MATERIALS-INSPIRED INNOVATION FOR ACOUSTIC GUITAR DESIGN


PEDGLEY O. F. , Norman E., Armstrong R.

METU JOURNAL OF THE FACULTY OF ARCHITECTURE, vol.26, no.1, pp.157-175, 2009 (Journal Indexed in AHCI) identifier

  • Publication Type: Article / Article
  • Volume: 26 Issue: 1
  • Publication Date: 2009
  • Title of Journal : METU JOURNAL OF THE FACULTY OF ARCHITECTURE
  • Page Numbers: pp.157-175

Abstract

This paper presents a case study of research leading to a significant innovation in the acoustic guitar sector (1). The acoustic guitar is a result of centuries of design and development with wood, and has evolved into an archetypal and traditional product with a relatively conservative user base.
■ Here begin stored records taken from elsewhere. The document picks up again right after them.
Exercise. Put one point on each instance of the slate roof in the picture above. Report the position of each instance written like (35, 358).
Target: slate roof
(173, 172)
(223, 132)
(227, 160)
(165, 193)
As with many other product sectors, most acoustic guitars are now mass-produced in China, where low labour costs contribute to an average out-of-factory price of just $20 USID. This paper describes research into a dramatic shift in guitar materials, away from wood fabrication, towards the assembly of industrially moulded thermoplastic components. It is proposed that such a shift in materials can lead to competitive mass-manufacture of acoustic guitars outside of low labour cost countries, whilst invigorating the design of this popular musical instrument. Emphasis is placed on articulating the technical, aesthetic, market, and commercial requirements of a thermoplastic acoustic guitar. The crucial issue of sourcing appropriate forms of advice to aid product design is discussed. Focus is on the guitar soundboard, as the principal sound-generating component of the instrument. Three conclusions are reached, based on the patented soundboard technology that emerged from the research. First, instruments constructed. with foamed polycarbonate soundboards can rival the quality of wood counterparts, opening the way for a possible new industry of polymer musical instruments. Second, foamed polycarbonate soundboards have physical material properties surprisingly different to wood yet give equivalent acoustic performance. And third, innovation in this product sector benefits more from designerly ways of knowing and operating and less from scientific discoveries.